LA NEMESI DEL CACCIATORE
di
Paolo Vincenti
Una
morte più letteraria non poteva fare, Scott Van Zyl, cacciatore professionista
del Kenia che organizzava spettacolari e costose battute di caccia in alcuni
stati dell’Africa del sud a vantaggio di ricchi e annoiati occidentali in para
con armi e safari. A soli 44 anni, l’abile professionista è stato ucciso da un
coccodrillo nella provincia di Limpopo e, oltre ai suoi sconsolati clienti,
lascia moglie e figli. La sua stessa vita sembra un romanzo di Ernest
Hemingway, e fare l’accostamento ai racconti hemingwaiani è quanto di più
naturale sia venuto in mente alla stampa nel dare la notizia della sua morte.
Van Zyl organizzava le battute di caccia ad elefanti, zebre, leopardi, ma anche
a specie molto rare come lo gnu, l’alcefalo, il cudù, il damalisco, fra le
scontate proteste delle associazioni animaliste, che lo accusavano di essere
uno sporco assassino, poco più che un bracconiere, un mercenario, e le
altrettanto stucchevoli difese d’ufficio delle associazioni venatorie che la
menano sul fatto che i cacciatori siano i migliori amici dell’ambiente,
rispettosi delle regole e dei limiti di legge. Fatto sta che Van Zyl cacciava
anche i coccodrilli, in particolare il coccodrillo del Nilo, che è la più grande
specie di rettile dell’Africa, lungo ben 6 metri e pesante 700 chili, e questo
coccodrillo lo ha divorato. È la legge della giungla, subito ci viene in mente
Tarzan, con il suo insegnamento universale.
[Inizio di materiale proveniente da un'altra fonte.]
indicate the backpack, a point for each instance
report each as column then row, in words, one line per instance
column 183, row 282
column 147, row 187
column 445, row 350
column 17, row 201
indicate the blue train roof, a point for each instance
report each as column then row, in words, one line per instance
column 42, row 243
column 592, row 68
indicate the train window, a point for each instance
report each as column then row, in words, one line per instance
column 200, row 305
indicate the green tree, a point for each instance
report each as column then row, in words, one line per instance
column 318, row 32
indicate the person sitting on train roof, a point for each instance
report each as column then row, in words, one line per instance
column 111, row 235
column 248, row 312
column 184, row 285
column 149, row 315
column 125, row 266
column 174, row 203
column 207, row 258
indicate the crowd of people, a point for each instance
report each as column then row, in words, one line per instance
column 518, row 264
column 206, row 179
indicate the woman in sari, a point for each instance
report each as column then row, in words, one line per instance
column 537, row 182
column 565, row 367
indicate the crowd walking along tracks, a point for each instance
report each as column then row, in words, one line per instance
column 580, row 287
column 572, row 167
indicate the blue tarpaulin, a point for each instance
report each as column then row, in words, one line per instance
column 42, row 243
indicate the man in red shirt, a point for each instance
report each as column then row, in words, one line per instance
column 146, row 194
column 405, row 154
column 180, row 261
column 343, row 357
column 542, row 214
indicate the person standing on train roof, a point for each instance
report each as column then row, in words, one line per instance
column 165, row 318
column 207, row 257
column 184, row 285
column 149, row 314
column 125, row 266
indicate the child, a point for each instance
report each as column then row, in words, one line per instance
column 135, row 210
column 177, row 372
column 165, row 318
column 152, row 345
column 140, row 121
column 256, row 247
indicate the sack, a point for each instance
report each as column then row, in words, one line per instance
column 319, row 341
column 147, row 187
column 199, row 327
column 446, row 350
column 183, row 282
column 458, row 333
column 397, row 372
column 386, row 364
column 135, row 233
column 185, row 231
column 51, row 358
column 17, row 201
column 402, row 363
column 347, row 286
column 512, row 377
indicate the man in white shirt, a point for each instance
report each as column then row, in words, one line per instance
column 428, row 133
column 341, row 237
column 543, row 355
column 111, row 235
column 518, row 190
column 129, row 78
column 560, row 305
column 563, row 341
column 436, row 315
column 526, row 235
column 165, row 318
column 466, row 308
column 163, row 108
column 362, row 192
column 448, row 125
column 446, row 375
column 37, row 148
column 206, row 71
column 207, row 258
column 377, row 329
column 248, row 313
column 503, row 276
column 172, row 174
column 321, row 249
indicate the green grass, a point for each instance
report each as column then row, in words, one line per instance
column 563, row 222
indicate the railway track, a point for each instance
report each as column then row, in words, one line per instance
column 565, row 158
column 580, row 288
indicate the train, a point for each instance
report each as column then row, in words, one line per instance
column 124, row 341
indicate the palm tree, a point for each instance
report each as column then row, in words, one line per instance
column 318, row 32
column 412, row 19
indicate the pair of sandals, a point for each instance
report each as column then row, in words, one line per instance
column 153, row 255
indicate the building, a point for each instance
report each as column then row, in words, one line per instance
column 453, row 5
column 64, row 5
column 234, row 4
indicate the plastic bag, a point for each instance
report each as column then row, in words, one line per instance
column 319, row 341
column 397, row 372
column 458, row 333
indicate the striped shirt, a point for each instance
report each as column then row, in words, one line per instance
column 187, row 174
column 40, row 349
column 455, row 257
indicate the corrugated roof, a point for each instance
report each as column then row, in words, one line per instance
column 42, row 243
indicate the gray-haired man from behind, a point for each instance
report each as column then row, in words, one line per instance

Nella natura, il più forte mangia
il più debole, ma si può andare ancora più indietro nel tempo, rispetto a
Burroughs e al suo “uomo scimmia”, risalire alle origini della nostra civiltà.
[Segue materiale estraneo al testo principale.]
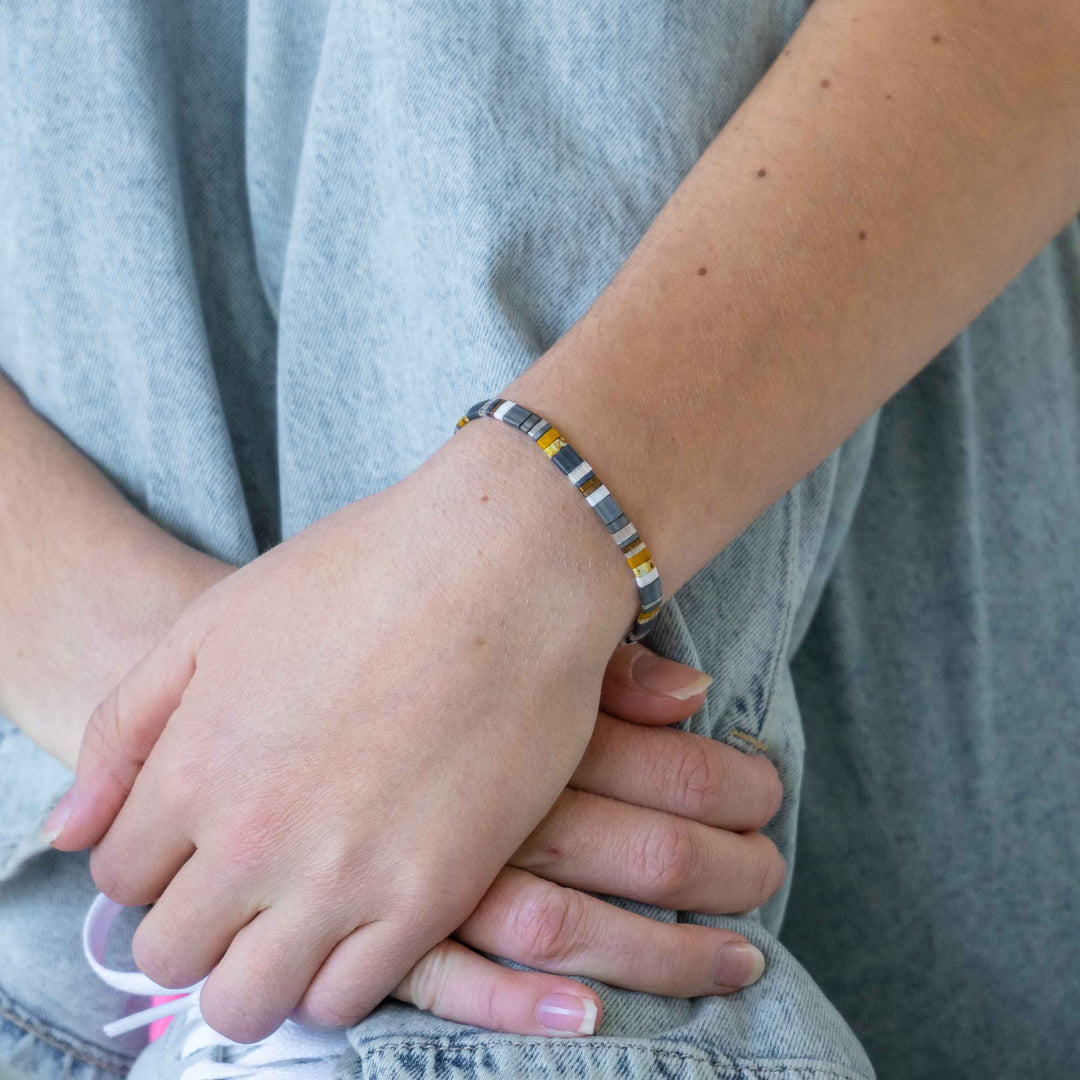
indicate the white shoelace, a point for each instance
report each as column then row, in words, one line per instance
column 289, row 1053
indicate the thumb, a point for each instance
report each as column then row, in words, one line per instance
column 646, row 688
column 118, row 739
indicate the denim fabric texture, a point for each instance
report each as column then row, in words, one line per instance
column 255, row 261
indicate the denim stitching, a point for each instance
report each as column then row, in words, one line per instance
column 729, row 1067
column 65, row 1048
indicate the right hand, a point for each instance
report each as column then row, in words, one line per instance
column 653, row 814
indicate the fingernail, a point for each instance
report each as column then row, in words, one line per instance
column 739, row 963
column 666, row 676
column 567, row 1012
column 55, row 822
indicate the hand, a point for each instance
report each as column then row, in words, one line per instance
column 333, row 753
column 591, row 840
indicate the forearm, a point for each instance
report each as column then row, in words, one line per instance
column 896, row 166
column 88, row 584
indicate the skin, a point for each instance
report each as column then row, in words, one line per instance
column 89, row 585
column 730, row 385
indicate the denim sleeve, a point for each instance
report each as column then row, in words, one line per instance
column 740, row 620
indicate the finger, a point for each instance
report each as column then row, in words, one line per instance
column 679, row 772
column 145, row 846
column 601, row 845
column 264, row 973
column 644, row 687
column 360, row 972
column 564, row 931
column 118, row 739
column 455, row 983
column 189, row 930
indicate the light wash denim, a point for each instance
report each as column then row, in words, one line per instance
column 255, row 261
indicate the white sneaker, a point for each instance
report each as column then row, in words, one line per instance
column 190, row 1049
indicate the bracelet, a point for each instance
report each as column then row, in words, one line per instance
column 581, row 475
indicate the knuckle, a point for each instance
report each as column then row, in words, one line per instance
column 547, row 927
column 110, row 878
column 772, row 792
column 329, row 1008
column 158, row 960
column 429, row 980
column 768, row 869
column 696, row 780
column 663, row 859
column 251, row 840
column 104, row 729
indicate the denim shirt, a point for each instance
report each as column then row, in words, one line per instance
column 255, row 262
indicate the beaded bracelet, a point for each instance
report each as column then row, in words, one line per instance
column 581, row 475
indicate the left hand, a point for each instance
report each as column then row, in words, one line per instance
column 325, row 764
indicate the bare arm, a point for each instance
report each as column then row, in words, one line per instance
column 895, row 167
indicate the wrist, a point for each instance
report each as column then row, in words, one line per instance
column 540, row 526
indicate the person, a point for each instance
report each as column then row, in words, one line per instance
column 854, row 214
“Nemesi” era nella mitologia greca la dea della giustizia riparatrice, figlia
di Fortuna (con la quale i latini la identificavano) e di Giove, interveniva a
vendicare un torto o punire un’intemperanza. Questo aspetto fornì alla fertile fantasia dei greci spunto per
elaborare una efficace teoria che è molto simile alla legge del taglione della
Bibbia (“occhio per occhio, dente per dente”). “Nemesi” infatti significa castigo, punizione, vendetta. Chi compiva un
atto di insubordinazione, di estrema arroganza, si macchiava di tracotanza,
superbia, e questo veniva punito dagli dèi, gelosi (il significato di νέμεσις
in greco è proprio “gelosia” oltre che “vendetta”) del fatto che un umano
volesse ergersi a dio. E l’esecuzione della vendetta era demandata a questa
divinità: Nemesi, appunto, come giustizia, che distribuisce equamente premi e
castighi. Il concetto di nemesi ha dato spunto a migliaia di storie raccontate
in letteratura oppure ancora nel cinema e in televisione. La nemesi è anche il
titolo di una serie di puntate di fumetti dell’Uomo Ragno oltre che la
definizione che viene data dalla Marvel ai principali nemici dei suoi super
eroi, i vari villain che rappresentano il loro doppio opposto. E come non riconoscere nella triste avventura
del grande cacciatore Van Zyl una nemesi e finanche un monito, un insegnamento
universale? I Greci parlavano di ubris e tisis: a fronte della superbia umana
vi era sempre una punizione divina, delitto e castigo, per dirla con
Dostoevskij. E Van Zyl ha trovato la morte proprio sbranato dal coccodrillo
nilotico che lo ha avvolto fra le sue spire aggiungendo il cacciatore alla sua
lunga collezione di trofei, ossia persone ingollate, prima di essere abbattuto
dalle forze dell’ordine (doppia vendetta, quindi). “Breve la vita felice di Francis Macomber”:
questo titolo del racconto di Hemingway potrebbe applicarsi al cacciatore
bianco passato da carnefice a vittima.